In my recent foray as a host of RunnersRoundTable the discussion moved to “Born to Run” (the book) and Chris McDougall. If you’ve read this blog you’ll know that I’m not a fan, and I pointed out that there is nothing “superior” (my word) about the supposed/alleged Tarahumara running mindset of the old Bobby McFerin song, “Don’t Worry, Be Happy.” Poppycock, says I. I run because it is my passion.

Two recent strands relate to this. In one, TK wrote about getting up at 5 in the am to go for a run, albeit weather sent her to a treadmill instead of the roads of her beloved Queens. I don’t want to single her out, because again and again I see blogs of people, some fast, some not so much, getting up before dawn to get in a run or (for at least one triathlete I used to know (JLF) a ride). And I can safely say that all of my “must-reads” do incredible stuff to improve as runners. For the most part, these are late bloomers, recently come to the sport.

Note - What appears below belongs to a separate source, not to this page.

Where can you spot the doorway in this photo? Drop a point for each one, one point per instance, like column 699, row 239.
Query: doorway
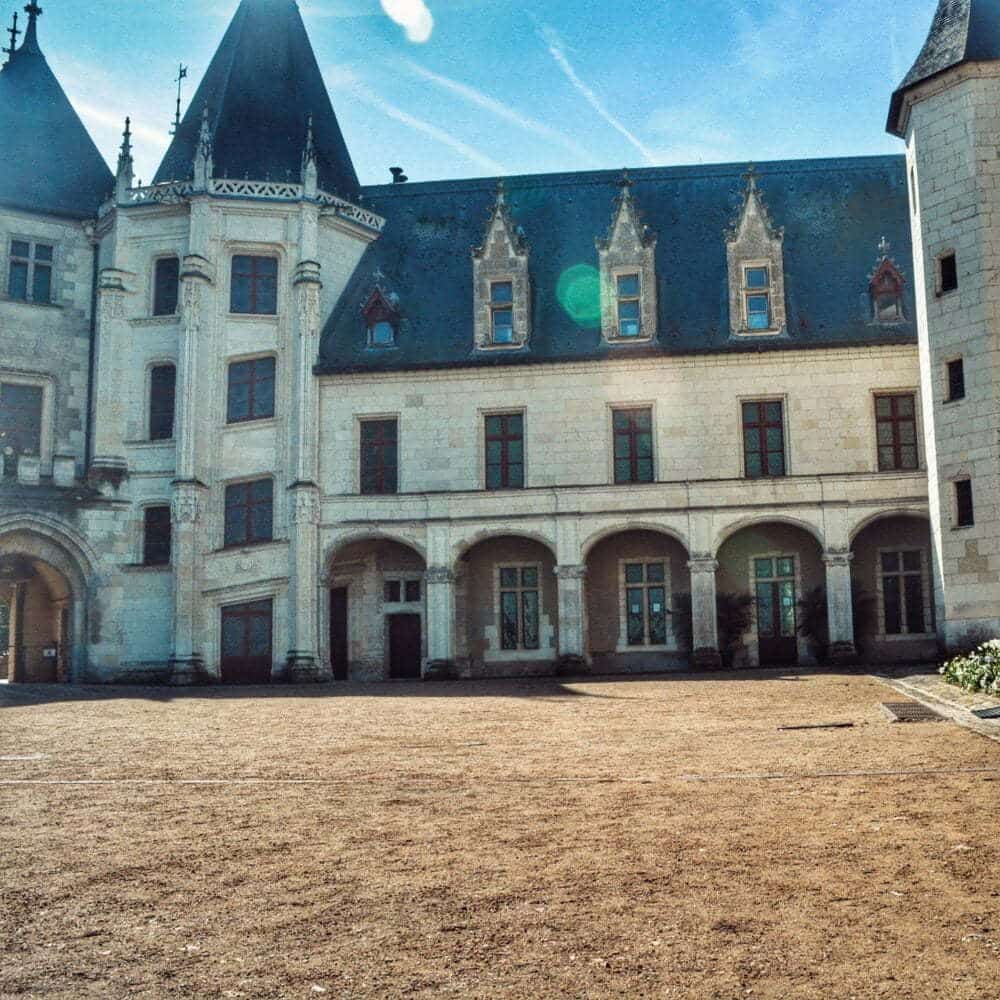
column 405, row 647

Meanwhile, I signed up for the Facebook page for runners at Iona Prep and Ursuline. The current coach, Jan Mitchell, sent me a cool list that showed me as No. 24 all-time at the school for the 2.5 mile course at Van Cortlandt. I posted to him that I thought my class — 1974 — was the first class that started a tradition of track excellence at the school, if only because of our depth. I asked Mitchell about how a school or community, and I pointed to Bronxville, gains a culture in which kids just run. He bemoaned that it’s not so much at Iona Prep because kids have such attraction to glory sports.

This got me thinking. Why do we run? Sure, there’s some glory, but shaving 20 minutes off a marathon isn’t going to matter to anyone but you. Civilians will think the same for your 3:30 as they will for the 3:10 you purchase with much blood, sweat, toil, and tears. Hell, tell them you did the “13.1 Marathon” and they’ll be none the wiser. There’s a physical benefit — although many focus on weight, it’s for maximizing performance and not for generic weight-loss (which is a good thing) — and there’s much to be said for being slim in a world of untucked polo shirts draping over a self-contained airbag. (As I finalized this, BW commented on my Upcoming Races post challenging some of my observations, and his comments are worth a look.)

Still, I can’t answer the question. Why did I show up in 1970, a nearly-blind kid with chipped teeth and a lisp, a complete lack of hand-to-eye coordination, and a father disappointed that his son didn’t make it past the first cut of the freshman football team, for indoor track? Why did I start going out day-after-day in 1979 to run and enter races? Why do I keep doing it? Why is it a passion?

I’m curious. Everyone’s assignment, then, is answering the following question: Why Am I A Runner? (And by “I” I don’t mean me.) Some of my readers are newbies, a year or two or three in. Others are, like me, lifers.